Ein weiterer Knackpunkt sind Sicherheitsaspekte. Das zuständige Bergamt verweist auf nötige Sicherheitsabstände für diverse Leitungen im Bereich des Plangebietes, wie Erdgashochdruckleitungen (EWE), Ölleitungen (NWO) oder die Chlorgasleitung der Ineos.
Was ich nicht weiß …
Das Gewerbeaufsichtsamt (GAA, Oldenburg) fordert in seiner Stellungnahme mehr Sorgfalt bei der Bewertung von Emissionen. „Bei den in Wilhelmshaven anstehenden Genehmigungsverfahren hat sich gezeigt, dass die bisherigen Betrachtungen der Auswirkungen auf Emissionen ausschließlich auf Wohngebiete … nicht mehr ausreichen.“ Das BauGB verlangt nämlich gesunde Wohn- und Arbeitsverhältnisse.

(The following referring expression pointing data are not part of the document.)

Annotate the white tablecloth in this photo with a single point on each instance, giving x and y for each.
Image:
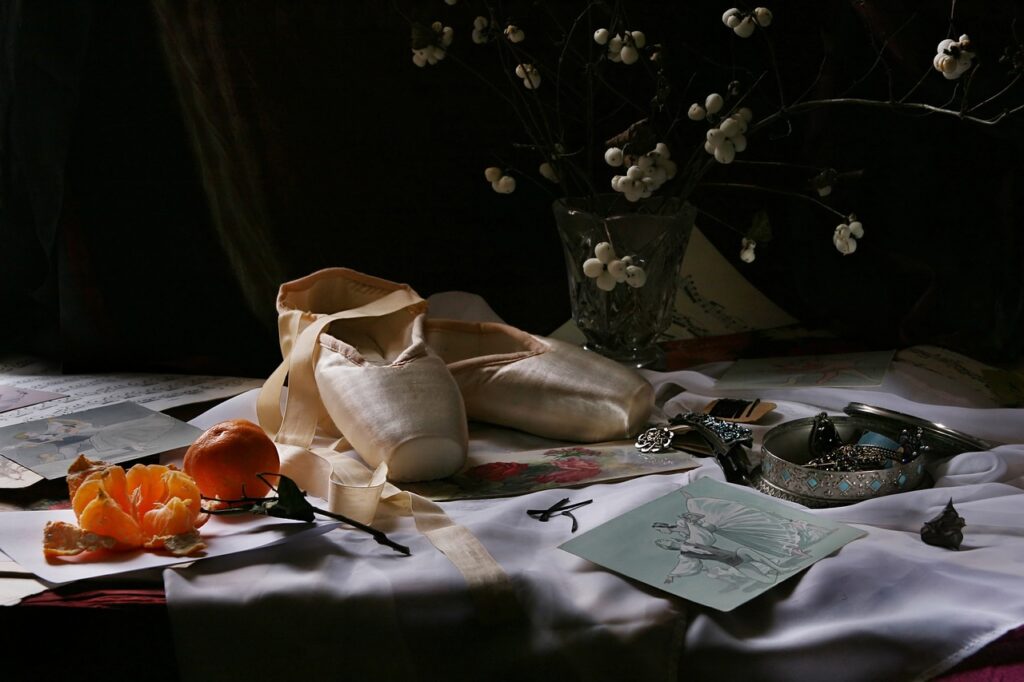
(886, 606)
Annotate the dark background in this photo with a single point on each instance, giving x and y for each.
(166, 165)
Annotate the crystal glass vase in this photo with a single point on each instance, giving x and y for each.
(623, 262)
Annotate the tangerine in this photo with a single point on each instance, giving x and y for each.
(148, 506)
(226, 460)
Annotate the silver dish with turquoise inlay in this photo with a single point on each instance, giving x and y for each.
(784, 453)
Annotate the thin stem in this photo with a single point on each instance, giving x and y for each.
(773, 190)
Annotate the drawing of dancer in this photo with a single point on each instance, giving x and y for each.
(65, 438)
(696, 557)
(760, 530)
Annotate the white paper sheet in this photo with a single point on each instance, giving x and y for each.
(22, 540)
(157, 391)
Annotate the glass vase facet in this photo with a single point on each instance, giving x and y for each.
(625, 323)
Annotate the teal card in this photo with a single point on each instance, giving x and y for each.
(716, 544)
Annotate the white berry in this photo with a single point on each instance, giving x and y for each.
(604, 252)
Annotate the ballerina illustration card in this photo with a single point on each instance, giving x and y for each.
(114, 433)
(716, 544)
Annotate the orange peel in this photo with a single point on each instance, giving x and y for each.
(148, 507)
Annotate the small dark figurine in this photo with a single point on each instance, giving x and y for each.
(946, 529)
(823, 437)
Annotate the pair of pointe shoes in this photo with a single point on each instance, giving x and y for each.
(400, 386)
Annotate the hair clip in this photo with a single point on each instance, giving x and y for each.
(560, 508)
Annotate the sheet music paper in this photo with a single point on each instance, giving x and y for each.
(82, 391)
(713, 298)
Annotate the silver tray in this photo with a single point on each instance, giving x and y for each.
(784, 453)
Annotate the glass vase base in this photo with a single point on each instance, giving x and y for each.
(650, 357)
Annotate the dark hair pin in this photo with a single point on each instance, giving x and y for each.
(946, 529)
(560, 508)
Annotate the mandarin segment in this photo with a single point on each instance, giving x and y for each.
(151, 506)
(103, 517)
(227, 458)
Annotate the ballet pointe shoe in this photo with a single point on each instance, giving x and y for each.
(392, 398)
(539, 385)
(337, 290)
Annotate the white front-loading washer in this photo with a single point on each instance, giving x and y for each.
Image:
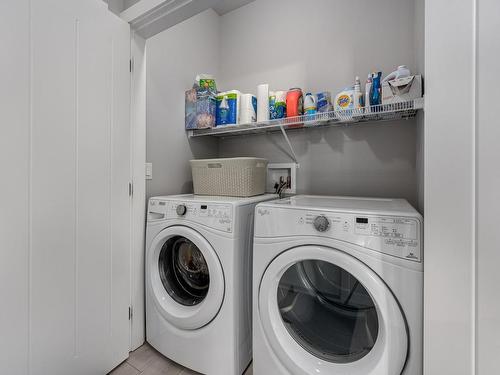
(338, 287)
(198, 280)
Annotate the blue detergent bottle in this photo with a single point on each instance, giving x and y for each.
(376, 89)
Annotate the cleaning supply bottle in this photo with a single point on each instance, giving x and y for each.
(376, 89)
(401, 72)
(310, 106)
(358, 95)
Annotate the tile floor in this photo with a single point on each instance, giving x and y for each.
(147, 361)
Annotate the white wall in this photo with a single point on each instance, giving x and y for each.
(449, 187)
(488, 188)
(253, 45)
(174, 57)
(64, 217)
(325, 51)
(138, 123)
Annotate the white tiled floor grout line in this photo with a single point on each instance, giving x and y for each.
(147, 361)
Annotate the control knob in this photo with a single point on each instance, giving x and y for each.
(321, 223)
(181, 209)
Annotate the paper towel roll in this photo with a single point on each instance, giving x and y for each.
(247, 112)
(263, 102)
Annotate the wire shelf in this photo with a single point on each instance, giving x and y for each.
(377, 113)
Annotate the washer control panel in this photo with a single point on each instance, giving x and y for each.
(393, 235)
(214, 215)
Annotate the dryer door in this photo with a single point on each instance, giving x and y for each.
(184, 277)
(325, 312)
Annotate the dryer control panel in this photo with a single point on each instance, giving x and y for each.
(213, 215)
(393, 235)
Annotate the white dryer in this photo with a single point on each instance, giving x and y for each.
(338, 287)
(198, 280)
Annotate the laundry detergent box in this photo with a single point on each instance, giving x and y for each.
(199, 110)
(228, 108)
(402, 89)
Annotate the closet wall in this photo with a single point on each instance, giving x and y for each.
(321, 46)
(65, 210)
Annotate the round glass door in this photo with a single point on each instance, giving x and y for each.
(184, 271)
(324, 311)
(327, 311)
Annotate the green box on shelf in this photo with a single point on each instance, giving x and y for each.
(200, 110)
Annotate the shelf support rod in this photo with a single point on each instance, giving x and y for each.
(293, 154)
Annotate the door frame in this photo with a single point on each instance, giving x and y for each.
(180, 316)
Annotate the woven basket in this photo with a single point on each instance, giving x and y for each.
(232, 177)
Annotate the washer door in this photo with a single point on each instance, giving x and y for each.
(325, 312)
(185, 277)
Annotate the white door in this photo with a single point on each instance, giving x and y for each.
(325, 312)
(184, 278)
(67, 230)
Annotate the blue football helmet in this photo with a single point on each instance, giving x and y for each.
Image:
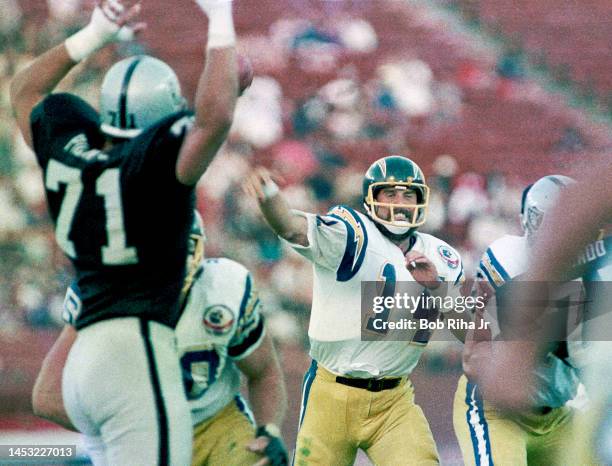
(398, 172)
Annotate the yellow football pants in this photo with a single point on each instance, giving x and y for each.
(336, 420)
(222, 439)
(487, 436)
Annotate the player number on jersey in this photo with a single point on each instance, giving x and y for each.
(108, 186)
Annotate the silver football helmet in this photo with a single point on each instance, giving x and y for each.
(137, 92)
(538, 199)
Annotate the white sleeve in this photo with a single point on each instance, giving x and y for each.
(327, 238)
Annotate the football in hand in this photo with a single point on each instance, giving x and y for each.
(245, 73)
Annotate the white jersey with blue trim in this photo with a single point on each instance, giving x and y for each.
(221, 324)
(504, 260)
(594, 354)
(346, 249)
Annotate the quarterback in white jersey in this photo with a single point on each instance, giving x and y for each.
(220, 335)
(356, 394)
(533, 436)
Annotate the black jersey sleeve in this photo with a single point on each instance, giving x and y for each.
(57, 119)
(156, 150)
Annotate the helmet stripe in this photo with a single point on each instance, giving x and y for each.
(556, 180)
(123, 116)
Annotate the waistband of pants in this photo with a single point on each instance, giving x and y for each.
(369, 384)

Die Emissionen, die im Hafengroden selbst und in umliegenden Industriegebieten entstehen, müssen also auch im Hinblick auf die Gesundheit der dort Beschäftigten betrachtet werden. Die Stadt räumt ein, diese Hausaufgaben nur teilweise erledigt zu haben. Man wisse ja auch noch nicht, wie der Hafengroden konkret genutzt wird. Äh … das heißt ja wohl im Umkehrschluss, dass man trotzdem Emissionshöchstgrenzen festsetzen und die Nutzung im Interesse der Hafenarbeiter gegebenenfalls beschränken müsste, damit die Grenzwerte eingehalten werden! Da sollten die Gewerkschaften besser noch mal nachhaken.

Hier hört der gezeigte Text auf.